Pelican and Tenakee Springs residents saw their fears come true last week in the form of the state’s proposed summer ferry schedule — a schedule that calls for zero summer sailings to the two remote island communities in Southeast Alaska. The towns’ mayors, already grappling with the current lack of ferries, expressed shock and dismay at the proposed schedule
Tenakee Springs hasn’t seen a ferry in months. And, as Mayor Dan Kennedy found out when he looked at the proposed summer schedule, that drought is unlikely to end anytime soon.
“It was stunning,” Kennedy said. “I mean they just left us hanging in the wind for a year or more, more than a year.”
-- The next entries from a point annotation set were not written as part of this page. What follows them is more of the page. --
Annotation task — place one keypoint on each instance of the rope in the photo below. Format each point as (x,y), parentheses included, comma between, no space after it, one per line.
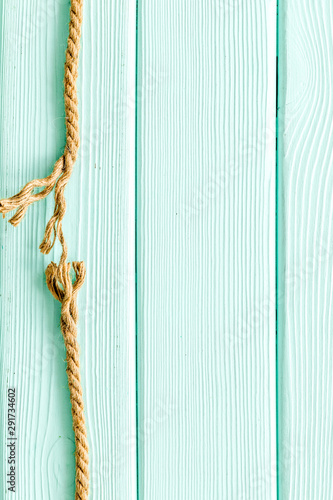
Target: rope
(58,277)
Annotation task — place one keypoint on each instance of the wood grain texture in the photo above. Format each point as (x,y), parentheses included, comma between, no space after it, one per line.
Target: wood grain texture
(305,346)
(206,250)
(99,228)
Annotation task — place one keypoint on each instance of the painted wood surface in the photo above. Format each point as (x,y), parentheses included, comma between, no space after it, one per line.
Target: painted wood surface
(305,346)
(206,250)
(99,228)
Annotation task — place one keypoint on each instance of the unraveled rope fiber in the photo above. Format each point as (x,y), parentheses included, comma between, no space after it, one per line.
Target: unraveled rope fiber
(58,277)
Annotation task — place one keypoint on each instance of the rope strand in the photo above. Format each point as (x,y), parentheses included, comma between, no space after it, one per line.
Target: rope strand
(58,277)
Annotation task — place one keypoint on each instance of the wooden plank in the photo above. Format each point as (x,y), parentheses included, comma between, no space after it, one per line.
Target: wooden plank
(305,347)
(99,228)
(206,249)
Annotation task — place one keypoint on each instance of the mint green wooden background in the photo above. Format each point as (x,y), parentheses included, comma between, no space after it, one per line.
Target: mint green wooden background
(172,205)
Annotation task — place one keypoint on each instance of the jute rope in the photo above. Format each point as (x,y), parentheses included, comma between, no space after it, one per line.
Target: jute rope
(58,276)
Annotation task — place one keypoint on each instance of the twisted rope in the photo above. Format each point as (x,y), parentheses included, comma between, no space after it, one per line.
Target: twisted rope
(58,277)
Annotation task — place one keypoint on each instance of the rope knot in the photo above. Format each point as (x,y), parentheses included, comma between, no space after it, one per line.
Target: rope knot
(59,281)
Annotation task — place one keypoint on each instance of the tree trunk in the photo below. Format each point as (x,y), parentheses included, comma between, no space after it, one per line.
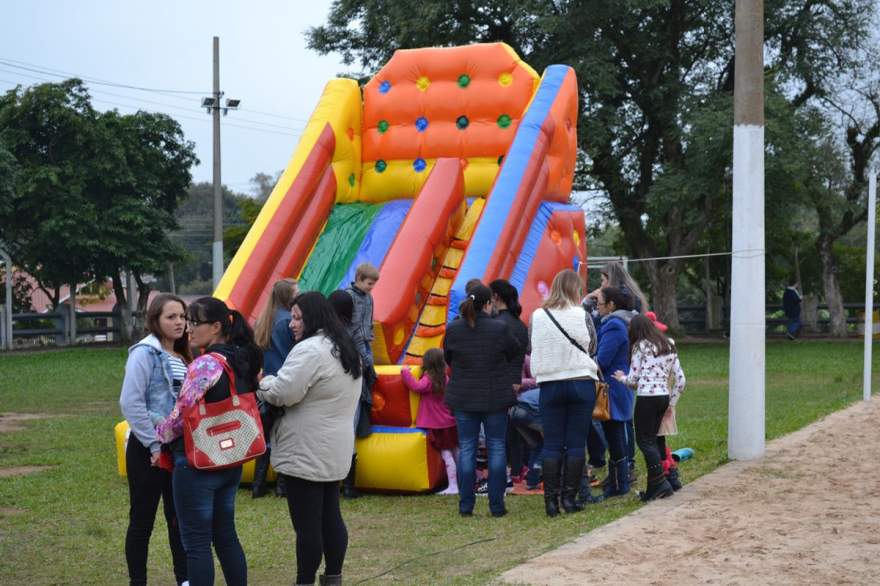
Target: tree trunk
(122,307)
(833,297)
(664,285)
(140,317)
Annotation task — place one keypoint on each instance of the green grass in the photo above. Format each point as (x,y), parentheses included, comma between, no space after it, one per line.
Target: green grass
(66,525)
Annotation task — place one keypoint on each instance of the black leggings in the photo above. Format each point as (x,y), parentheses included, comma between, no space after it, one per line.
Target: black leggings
(146,485)
(317,522)
(649,414)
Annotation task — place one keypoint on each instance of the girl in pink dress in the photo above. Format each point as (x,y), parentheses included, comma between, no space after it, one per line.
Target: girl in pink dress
(434,415)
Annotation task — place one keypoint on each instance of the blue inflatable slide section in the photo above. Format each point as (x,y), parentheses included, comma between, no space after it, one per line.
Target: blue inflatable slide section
(500,201)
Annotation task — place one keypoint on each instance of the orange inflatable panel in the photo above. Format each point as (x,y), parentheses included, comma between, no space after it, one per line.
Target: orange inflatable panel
(414,259)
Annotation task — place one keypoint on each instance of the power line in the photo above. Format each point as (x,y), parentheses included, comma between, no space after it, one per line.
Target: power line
(171,93)
(60,73)
(163,104)
(284,131)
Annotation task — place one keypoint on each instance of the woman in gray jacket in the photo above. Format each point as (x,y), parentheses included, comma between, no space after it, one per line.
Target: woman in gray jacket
(154,373)
(318,385)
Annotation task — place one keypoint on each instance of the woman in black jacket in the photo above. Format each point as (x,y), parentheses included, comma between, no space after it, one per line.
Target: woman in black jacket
(478,349)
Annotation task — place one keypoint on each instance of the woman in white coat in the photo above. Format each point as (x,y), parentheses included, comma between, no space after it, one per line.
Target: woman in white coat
(318,386)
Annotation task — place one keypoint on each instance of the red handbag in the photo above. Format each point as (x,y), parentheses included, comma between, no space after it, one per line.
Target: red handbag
(224,434)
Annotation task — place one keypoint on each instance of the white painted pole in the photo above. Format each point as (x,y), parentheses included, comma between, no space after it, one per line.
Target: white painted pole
(869,284)
(745,438)
(7,313)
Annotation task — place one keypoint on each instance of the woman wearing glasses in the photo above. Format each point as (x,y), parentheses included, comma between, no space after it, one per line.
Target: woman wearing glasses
(205,500)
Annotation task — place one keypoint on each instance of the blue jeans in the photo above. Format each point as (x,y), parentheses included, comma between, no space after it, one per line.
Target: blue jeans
(495,427)
(566,411)
(596,444)
(205,503)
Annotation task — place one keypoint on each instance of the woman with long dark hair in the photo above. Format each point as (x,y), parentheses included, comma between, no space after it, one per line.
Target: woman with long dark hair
(654,361)
(154,373)
(272,334)
(478,349)
(318,385)
(561,363)
(205,500)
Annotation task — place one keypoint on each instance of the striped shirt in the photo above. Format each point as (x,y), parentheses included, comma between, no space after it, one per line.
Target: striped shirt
(178,372)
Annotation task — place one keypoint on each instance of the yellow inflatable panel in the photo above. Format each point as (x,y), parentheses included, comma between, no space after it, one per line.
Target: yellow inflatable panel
(433,315)
(121,432)
(453,257)
(397,459)
(420,345)
(441,286)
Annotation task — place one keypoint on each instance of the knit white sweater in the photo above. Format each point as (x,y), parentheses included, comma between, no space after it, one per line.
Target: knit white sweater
(553,356)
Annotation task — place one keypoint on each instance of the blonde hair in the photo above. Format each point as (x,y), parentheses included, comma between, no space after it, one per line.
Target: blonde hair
(283,292)
(366,271)
(565,290)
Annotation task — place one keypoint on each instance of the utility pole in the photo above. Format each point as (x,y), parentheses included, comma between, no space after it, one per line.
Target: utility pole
(218,190)
(745,437)
(214,107)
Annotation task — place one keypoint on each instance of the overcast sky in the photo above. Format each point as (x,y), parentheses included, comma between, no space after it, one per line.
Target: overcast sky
(167,45)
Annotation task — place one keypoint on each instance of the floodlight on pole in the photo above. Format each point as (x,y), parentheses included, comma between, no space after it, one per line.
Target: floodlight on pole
(214,106)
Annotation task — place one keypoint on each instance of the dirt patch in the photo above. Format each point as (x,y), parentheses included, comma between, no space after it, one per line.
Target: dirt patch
(22,470)
(806,513)
(13,421)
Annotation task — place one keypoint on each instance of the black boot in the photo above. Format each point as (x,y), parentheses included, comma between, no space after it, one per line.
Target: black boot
(658,486)
(574,472)
(348,488)
(550,471)
(674,480)
(261,466)
(585,494)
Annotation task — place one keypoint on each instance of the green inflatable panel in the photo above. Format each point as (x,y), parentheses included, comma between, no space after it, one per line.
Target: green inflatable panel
(337,246)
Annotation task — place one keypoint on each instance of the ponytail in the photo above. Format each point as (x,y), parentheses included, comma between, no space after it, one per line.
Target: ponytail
(237,332)
(476,300)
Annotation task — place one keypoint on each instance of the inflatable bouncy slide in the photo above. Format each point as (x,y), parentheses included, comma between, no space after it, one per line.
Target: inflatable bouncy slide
(449,164)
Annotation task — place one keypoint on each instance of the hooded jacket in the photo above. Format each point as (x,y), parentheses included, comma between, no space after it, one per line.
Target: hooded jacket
(479,358)
(613,355)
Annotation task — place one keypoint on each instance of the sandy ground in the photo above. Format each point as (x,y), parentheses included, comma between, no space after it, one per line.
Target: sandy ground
(806,513)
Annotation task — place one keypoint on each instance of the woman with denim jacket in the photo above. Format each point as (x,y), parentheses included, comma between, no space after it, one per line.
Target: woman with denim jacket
(205,500)
(154,373)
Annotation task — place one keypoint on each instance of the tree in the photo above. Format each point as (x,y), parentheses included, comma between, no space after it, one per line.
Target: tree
(94,194)
(140,179)
(649,71)
(46,218)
The Alaska Marine Highway System was already in rough waters before the state released the draft schedule. Last year, the legislature cut funding to the system by about 40 percent, the price of avoiding a deeper cut proposed by Governor Mike Dunleavy which would have shut down the service for the winter. Since then, unexpected repairs have kept vessels out of service for longer than anticipated, further hampering service.
It’s not just the schedule that is working against Tenakee. The town’s dock is due for a replacement, and work is supposed to start in early July. Kennedy hoped they would get a sailing or two early in the summer to help tide things over until the dock is finished in December.
But if the draft schedule becomes the final word, Tenakee would be looking at another full year without ferries.
“Well I’m just outraged, you know,” Kennedy said. “I think the state probably has enough contingency funds somewhere to do something whether it’s hire a private vessel — that’s about the only alternative I see at this point.”
As it stands, the town is already suffering after being essentially stranded for months. The shelves are bare at the store, residents have struggled to make medical appointments, and all the local businesses have taken a hit. For many, it’s just too much to bear.
“Yeah a lot of people have just left. I mean I’ve never seen so few people in town. I mean it’s always less in the winter, but I bet we’re around 50, and I’ve never seen it that low,” Kennedy said.
Kennedy and others are doing what the can to advocate for the interests of Tenakee, but he’s not overly optimistic about the sway they hold in Juneau.
“Oh we’re just gonna try and keep pressure on the governor,” he said. “I mean we don’t have a lot of clout obviously, 50 people in the middle of nowhere right now and hopefully we can embarrass him into doing something.”
Forty air miles away, on the other side of Chichagof Island, the town of Pelican is also confronting the possibility of a summer without ferries.
Unlike Tenakee, though, Pelican’s ferry dock is in good shape. Mayor Walt Weller says it’s just not seeing a lot of use these days.
“We’ve got a really nice multi-million dollar AMHS terminal,” Weller said. “It doesn’t have a building or anything but just the docking structure is pretty nice, it’s only about ten years old. It’s just sitting there, I’m looking at it out my window it’s just sitting there looking wet and lonely and cold.”
Pelican, like Tenakee, hasn’t had a ferry in months. Neither community has an airstrip, and winter weather makes floatplane travel unreliable at best.
Weller echoed many of Tenakee’s economic and logistical concerns. He’s particularly worried about how to get trucks in to pump out the town’s sewer system. Another big question is how the town’s seafood processor would fair without a ferry to take its product to market.
Beyond the day-to-day challenges, Weller says the breakdown of the state ferry system has unfairly jeopardized island communities, overlooking the value that places like Pelican provide to the state as a whole.
“For our size, a major contributor you know to what Alaska’s all about,” he said. “Which is sport fishing, and tourism, and the world’s best seafood. And it’s like well never mind, you know, you guys are on your own.”
Weller, Kennedy, and other mayors and stakeholders throughout the region are scrambling to get some service restored where possible. Weller says Pelican could get by with just 8-10 sailings a year.
“Having some form of economical transportation in line with what the Alaska Marine Highway System was originally mandated for, which was commerce and supporting these small communities – that’s all we’re asking for,” he said. “We don’t have any reason to ask for a ferry every week or even every month. We just don’t want to be cut completely off.”
The DOT is gathering public comments on the proposed schedule now until February 3rd. They will also hold a teleconference on February 4th to hear additional comments.